During hover-pit testing, the aircraft is anchored to a metal grate 14 feet above a sloped concrete floor, separating the jet from ground effect and enabling it to simulate free-air flight. Sensors measure thrust and the aircraft's response to pilot inputs. This is a highly integrated software driven airplane where the testing also demonstrates functional operation of all systems required for vertical flight. This includes control of the doors associated with the STOVL propulsion system: engine auxiliary inlet, LiftFan inlet, LiftFan exit, roll posts, and doors that open to enable the Rolls-Royce three-bearing swivel duct to articulate and vector engine thrust. The hover-pit tests are the final series of ground tests before airborne STOVL testing begins. The F135 STOVL propulsion system includes the Pratt & Whitney main engine and the Rolls-Royce LiftSystem components.

For eight years and more than 11,300 test hours, Pratt & Whitney has been designing, developing and testing the F135 to deliver the most advanced fifth generation fighter engine for the U.S. Air Force, Marine Corps and Navy, as well as eight international partner countries.

The F135 propulsion system is the power of choice for the F-35 and has proven it can meet diverse aircraft requirements.
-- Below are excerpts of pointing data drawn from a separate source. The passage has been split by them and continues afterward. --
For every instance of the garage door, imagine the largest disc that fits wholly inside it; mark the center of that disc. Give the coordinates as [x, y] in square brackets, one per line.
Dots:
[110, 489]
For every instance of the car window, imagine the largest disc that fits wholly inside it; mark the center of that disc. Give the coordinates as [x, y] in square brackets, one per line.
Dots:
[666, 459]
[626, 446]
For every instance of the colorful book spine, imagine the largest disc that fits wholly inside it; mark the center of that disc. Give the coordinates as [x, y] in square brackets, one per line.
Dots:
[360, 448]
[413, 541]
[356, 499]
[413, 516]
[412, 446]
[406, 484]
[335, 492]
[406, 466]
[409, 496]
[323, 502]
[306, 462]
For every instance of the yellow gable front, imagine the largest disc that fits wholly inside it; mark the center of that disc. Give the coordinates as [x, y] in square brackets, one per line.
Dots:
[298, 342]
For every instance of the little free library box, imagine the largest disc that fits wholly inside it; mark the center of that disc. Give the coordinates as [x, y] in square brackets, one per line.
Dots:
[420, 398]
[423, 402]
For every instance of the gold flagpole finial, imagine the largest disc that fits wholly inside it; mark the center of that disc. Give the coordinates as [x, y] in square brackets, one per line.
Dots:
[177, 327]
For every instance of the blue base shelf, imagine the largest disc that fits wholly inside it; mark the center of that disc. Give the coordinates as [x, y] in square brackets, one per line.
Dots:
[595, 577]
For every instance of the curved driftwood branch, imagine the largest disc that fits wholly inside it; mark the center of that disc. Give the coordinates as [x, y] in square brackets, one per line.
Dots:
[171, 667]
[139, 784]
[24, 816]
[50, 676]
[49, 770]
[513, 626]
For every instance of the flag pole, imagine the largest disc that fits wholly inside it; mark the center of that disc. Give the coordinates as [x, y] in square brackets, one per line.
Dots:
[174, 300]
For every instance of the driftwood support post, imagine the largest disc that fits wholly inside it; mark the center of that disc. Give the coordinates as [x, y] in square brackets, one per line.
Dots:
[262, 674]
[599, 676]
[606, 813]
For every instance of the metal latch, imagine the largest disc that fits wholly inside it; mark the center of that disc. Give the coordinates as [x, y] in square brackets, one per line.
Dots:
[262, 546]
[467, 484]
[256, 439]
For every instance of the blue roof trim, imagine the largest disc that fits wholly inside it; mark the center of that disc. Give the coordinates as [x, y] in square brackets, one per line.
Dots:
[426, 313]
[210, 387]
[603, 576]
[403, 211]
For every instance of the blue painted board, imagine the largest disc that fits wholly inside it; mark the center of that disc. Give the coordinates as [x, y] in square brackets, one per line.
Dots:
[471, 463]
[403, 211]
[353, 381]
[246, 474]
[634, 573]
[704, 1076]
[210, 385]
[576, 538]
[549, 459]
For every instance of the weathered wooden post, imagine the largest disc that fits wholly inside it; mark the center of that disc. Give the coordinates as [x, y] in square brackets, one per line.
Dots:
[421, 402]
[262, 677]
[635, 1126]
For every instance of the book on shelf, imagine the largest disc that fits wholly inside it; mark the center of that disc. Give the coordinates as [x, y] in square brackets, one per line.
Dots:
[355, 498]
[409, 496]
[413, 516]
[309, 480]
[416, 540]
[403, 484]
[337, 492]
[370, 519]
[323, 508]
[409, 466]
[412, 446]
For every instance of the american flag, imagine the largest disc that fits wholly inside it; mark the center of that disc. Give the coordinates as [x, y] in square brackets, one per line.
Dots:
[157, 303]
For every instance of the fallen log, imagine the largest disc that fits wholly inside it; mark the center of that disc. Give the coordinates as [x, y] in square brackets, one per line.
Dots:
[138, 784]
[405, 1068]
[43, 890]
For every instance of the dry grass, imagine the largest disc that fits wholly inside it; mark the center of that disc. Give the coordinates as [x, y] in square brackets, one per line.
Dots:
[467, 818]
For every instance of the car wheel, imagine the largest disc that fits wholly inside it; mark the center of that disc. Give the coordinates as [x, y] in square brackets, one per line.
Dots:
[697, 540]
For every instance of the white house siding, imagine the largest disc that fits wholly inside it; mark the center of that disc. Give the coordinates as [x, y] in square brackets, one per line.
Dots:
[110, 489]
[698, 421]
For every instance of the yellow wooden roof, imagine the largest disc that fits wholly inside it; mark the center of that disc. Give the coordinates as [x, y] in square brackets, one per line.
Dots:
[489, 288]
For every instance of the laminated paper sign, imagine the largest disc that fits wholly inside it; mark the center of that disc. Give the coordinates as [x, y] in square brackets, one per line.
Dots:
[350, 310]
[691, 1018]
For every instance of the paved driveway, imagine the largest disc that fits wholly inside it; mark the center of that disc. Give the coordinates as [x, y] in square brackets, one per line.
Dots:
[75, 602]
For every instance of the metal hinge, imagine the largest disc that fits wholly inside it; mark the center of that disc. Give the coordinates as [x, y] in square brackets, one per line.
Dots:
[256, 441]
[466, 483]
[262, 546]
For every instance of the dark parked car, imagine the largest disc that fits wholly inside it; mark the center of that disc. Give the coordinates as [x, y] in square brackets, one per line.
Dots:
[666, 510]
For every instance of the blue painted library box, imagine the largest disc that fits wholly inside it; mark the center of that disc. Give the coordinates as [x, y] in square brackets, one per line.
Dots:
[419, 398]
The ground and flight test experience demonstrates the maturity and the associated reliability of the F135 engine for armed forces around the world.

Pratt & Whitney is a world leader in the design, manufacture and service of aircraft engines, space propulsion systems and industrial gas turbines. United Technologies, based in Hartford, Conn., is a diversified company providing high technology products and services to the global aerospace and commercial building industries.